TheReluctantPhoenix · 05/06/2021 08:43

You can argue about the wording but the statement is fundamentally true.

Both issues need looking at: why women are still underpaid in the workplace but also why boys are now performing far worse educationally. Both are problematic.

The idea of having quizzes on complex social issues with ‘right’ answers is more indoctrination than education.

jellyfrizz · 05/06/2021 09:19

Are boys performing ’worse’ or is it that girls are performing relatively better (now that they’re not being told as much that they don’t have the right brains for academics)?

kebabmuncher · 05/06/2021 10:35

Interesting article @jellyfrizz, thank you.

@SmokedDuck, I get what you're saying about biology dictating choices, and it's possible or even probable that, given the opportunity to be totally free of whoever's expectations, many women may still make the same career choices and put their family before their career.

But isn't it shocking that society just seems to accept that women will take the financial hit when children come along, then live out their retirement on so much less than their husbands, having contributed less over their working lives, especially when more and more marriages end in divorce?

This isn't just something that affects our mothers' generation. We may have only taken a few years out, dropped to 4 days or just stayed in middle management but it all adds up. I hate it every time I read on the relationships or divorce and separation boards women having to work out if they can get by financially if they leave their children's father. The same thing comes up time and time again: most women earn less once they become mothers. And this often leaves them dependent to some extent on men. I also read of husbands hiding their hard- earned savings so they don't have to share it with the future ex. It's fucked up.

It seems to be true that women can't have it all, but they are certainly expected to do it all if they want to have a family and a career and be able to take care of themselves.

A huge societal shift is necessary. As jellifrizz's article suggests it's not just around typical gender roles but also about the accelerating hamster wheel of corporate life, not forgetting our uber-capitalist societies which have made two full-time salaries necessary

I am hearing more and more about falling birthrates and am not surprised that women are choosing to have fewer children, or none at all. Governments are worried. Perhaps this will be the catalyst to real change in the way maternity and motherhood/parenthood are considered. It will be interesting to see how this plays out.
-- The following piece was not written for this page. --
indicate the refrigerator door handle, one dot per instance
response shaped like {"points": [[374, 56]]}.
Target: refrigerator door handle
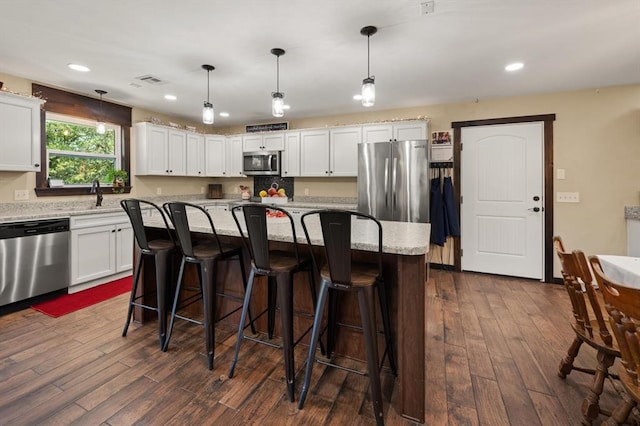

In my more gloomy moments I ponder which dystopian future we're headed for if things don't change: one inspired by Huxley, where women are no longer slaves to their biology and babies are hatched and reared in labs, or something closer to Attwood's vision of forced maternity.

Orangecircling · 05/06/2021 11:49

Falling birthrates are linked to improved education for girls. I can only see this a good thing. The global population needs to peak and fall.